Além disso, “ao acessar diretamente o campo subjacente de matéria escura associado às galáxias observadas, podemos detectar efeitos locais com maior sensibilidade”, destacou Nguyen. “Esses efeitos locais acabam sendo ocultados quando usamos funções de n pontos, pois são suavizados na média estatística.”
O próximo passo é testar o FLI com dados reais obtidos pelo Instrumento Spectroscópico de Energia Escura no Observatório Nacional de Kitt Peak, pelo Spectográfico de Foco Primário Subaru, pela missão Euclid, da Agência Espacial Europeia, e, futuramente, pelo Observatório Vera C. Rubin, que deve entrar em operação ainda este ano no Chile, além do Telescópio Espacial Nancy Grace Roman, previsto para lançamento em 2027. Essas missões realizarão levantamentos de galáxias em desvio para o vermelho, criando extensos mapas tridimensionais da distribuição cósmica.

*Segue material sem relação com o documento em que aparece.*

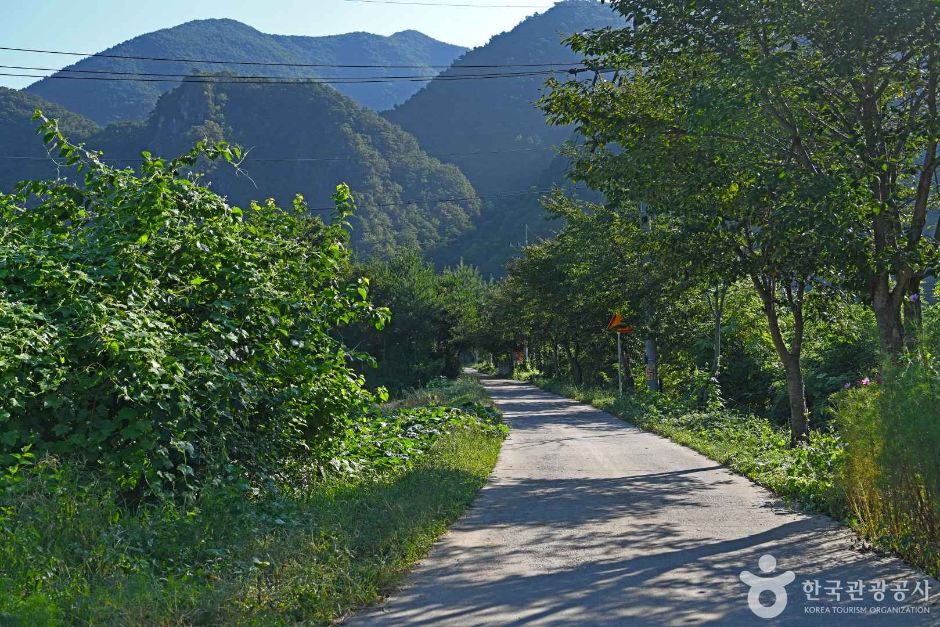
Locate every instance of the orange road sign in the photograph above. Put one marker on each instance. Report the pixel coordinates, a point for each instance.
(618, 324)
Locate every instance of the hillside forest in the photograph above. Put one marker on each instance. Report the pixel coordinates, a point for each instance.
(210, 312)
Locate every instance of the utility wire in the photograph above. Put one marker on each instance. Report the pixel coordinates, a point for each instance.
(105, 55)
(455, 4)
(249, 160)
(431, 201)
(288, 78)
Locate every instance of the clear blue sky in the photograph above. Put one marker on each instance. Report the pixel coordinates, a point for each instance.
(93, 25)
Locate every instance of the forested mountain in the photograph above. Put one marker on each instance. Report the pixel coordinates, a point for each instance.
(222, 39)
(305, 139)
(22, 155)
(497, 136)
(497, 117)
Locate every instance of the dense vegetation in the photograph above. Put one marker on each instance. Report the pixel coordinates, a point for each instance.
(499, 117)
(502, 143)
(183, 434)
(106, 102)
(436, 326)
(308, 543)
(769, 175)
(319, 139)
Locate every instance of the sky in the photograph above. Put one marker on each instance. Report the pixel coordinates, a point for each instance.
(94, 25)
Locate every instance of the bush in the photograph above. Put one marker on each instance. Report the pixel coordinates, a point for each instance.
(891, 475)
(304, 545)
(149, 327)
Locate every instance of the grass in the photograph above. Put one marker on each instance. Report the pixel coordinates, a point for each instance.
(291, 551)
(749, 445)
(824, 476)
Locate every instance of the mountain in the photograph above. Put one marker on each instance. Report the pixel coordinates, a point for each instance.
(106, 101)
(496, 119)
(22, 155)
(503, 143)
(305, 139)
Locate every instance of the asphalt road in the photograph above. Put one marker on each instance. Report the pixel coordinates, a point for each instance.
(588, 520)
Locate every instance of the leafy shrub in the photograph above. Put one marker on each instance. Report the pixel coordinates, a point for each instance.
(149, 327)
(892, 472)
(299, 546)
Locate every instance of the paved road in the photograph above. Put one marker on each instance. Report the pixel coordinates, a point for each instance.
(587, 520)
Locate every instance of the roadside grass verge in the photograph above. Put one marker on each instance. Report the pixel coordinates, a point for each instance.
(748, 445)
(306, 546)
(819, 476)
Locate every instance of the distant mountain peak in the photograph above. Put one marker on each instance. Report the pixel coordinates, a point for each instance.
(228, 39)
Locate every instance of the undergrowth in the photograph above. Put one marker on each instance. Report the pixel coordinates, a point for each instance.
(307, 545)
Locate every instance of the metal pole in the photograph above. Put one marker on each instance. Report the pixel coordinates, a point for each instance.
(619, 367)
(650, 354)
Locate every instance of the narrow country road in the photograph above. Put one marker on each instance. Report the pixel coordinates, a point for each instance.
(588, 520)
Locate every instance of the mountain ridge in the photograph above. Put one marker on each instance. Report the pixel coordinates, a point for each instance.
(227, 39)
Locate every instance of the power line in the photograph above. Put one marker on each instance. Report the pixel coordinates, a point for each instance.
(290, 78)
(106, 55)
(439, 200)
(249, 159)
(455, 4)
(288, 81)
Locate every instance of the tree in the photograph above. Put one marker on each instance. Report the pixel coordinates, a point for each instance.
(671, 133)
(847, 90)
(151, 329)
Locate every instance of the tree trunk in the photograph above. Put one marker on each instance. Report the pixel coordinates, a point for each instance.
(767, 287)
(888, 317)
(629, 383)
(796, 393)
(575, 365)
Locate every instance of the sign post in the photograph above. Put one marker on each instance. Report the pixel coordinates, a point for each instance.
(619, 326)
(619, 368)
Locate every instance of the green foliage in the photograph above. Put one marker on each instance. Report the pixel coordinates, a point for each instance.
(150, 328)
(305, 545)
(18, 136)
(115, 101)
(393, 180)
(436, 319)
(747, 444)
(892, 472)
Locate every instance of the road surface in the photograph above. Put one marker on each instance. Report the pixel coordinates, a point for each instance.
(588, 520)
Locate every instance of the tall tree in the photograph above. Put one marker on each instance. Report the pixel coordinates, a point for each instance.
(847, 89)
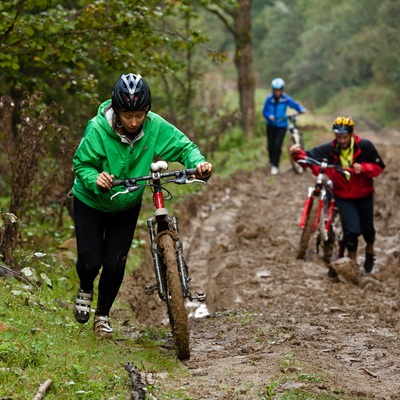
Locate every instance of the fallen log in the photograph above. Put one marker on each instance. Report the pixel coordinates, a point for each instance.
(138, 388)
(43, 389)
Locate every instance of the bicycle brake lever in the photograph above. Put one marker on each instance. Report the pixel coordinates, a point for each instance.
(195, 180)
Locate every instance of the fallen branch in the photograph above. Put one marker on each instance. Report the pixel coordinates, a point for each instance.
(138, 392)
(17, 274)
(43, 389)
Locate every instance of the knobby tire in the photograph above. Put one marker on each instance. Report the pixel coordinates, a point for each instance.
(308, 228)
(178, 317)
(333, 239)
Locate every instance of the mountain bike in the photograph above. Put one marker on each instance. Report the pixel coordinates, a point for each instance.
(170, 268)
(295, 138)
(320, 214)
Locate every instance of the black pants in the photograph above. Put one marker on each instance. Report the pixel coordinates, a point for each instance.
(275, 137)
(103, 241)
(357, 219)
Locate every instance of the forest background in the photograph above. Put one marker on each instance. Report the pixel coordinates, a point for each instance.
(209, 64)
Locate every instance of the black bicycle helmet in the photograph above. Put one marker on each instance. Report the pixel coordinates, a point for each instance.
(131, 93)
(343, 125)
(278, 84)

Ainda há muito que não compreendemos sobre o universo escuro e seu papel na evolução das galáxias em grande escala. No entanto, com o FLI, agora é possível mapear a distribuição da matéria escura associada às galáxias de maneira inédita.
“Isso é algo notável, considerando que não podemos observar diretamente a matéria escura”, destacou Fabian Schmidt. “Além disso, essa abordagem complementa os mapas de matéria escura criados por meio do efeito de lente gravitacional.”
No fim das contas, o mapeamento de galáxias não se limita a descrever o universo visualmente. Ele pode nos guiar rumo a descobertas fundamentais sobre as origens de tudo o que vemos no cosmos.